Using Ensemble Diffusion to Estimate Uncertainty for End-to-End Autonomous Driving

Published: 05 Nov 2025, Last Modified: 05 Nov 2025NLDL 2026 OralEveryoneRevisionsBibTeXCC BY 4.0
Keywords: Computer Vision, CARLA, Transformers, Diffusion models, Uncertainty, Autonomous Vehicles
Abstract: End-to-end planning systems for autonomous driving are rapidly improving, especially in closed-loop simulation environments like CARLA. Many such driving systems either do not consider uncertainty as part of the plan itself or obtain it by using specialized representations that do not generalize. In this paper, we propose EnDfuser, an end-to-end driving system that uses a diffusion model as the trajectory planner. EnDfuser effectively leverages complex perception information like fused camera and LiDAR features, through combining attention pooling and trajectory planning into a single diffusion transformer module. Instead of committing to a single plan, EnDfuser produces a distribution of candidate trajectories ($128$ for our case) from a single perception frame through ensemble diffusion.
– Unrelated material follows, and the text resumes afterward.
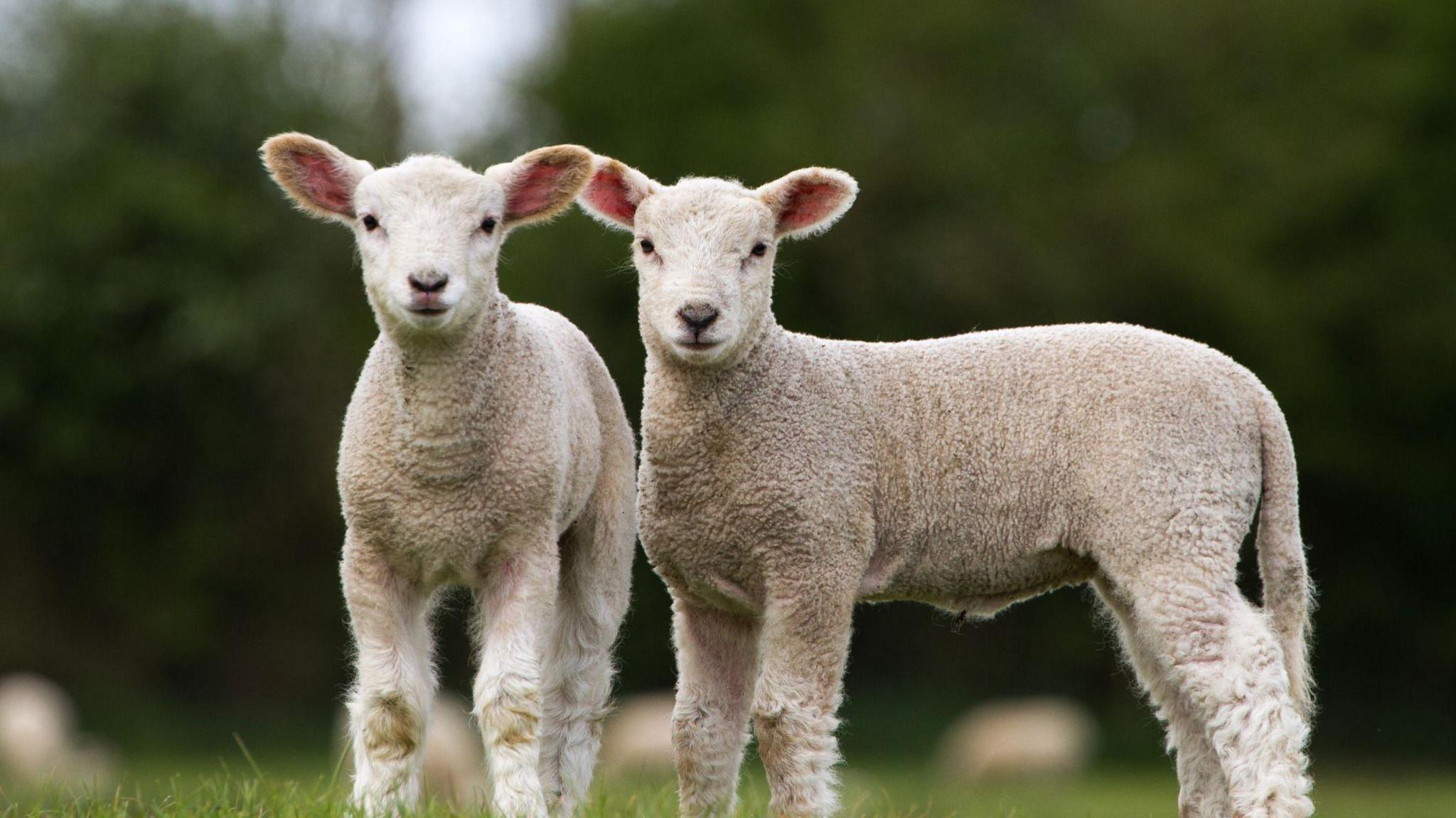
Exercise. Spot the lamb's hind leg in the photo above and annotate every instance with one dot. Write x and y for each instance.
(395, 686)
(1226, 665)
(596, 574)
(1203, 791)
By observing the full set of candidate trajectories, EnDfuser provides interpretability for uncertain, multimodal future trajectory spaces. Using this information can directly increase safety by introducing a simple safety rule that improves the system's driving score by $1.7\%$ on the LAV benchmark. Our findings suggest that ensemble diffusion, used as a drop-in replacement for traditional point-estimate trajectory planning modules, can help improve the safety of driving decisions by modeling the uncertainty of the posterior trajectory distribution.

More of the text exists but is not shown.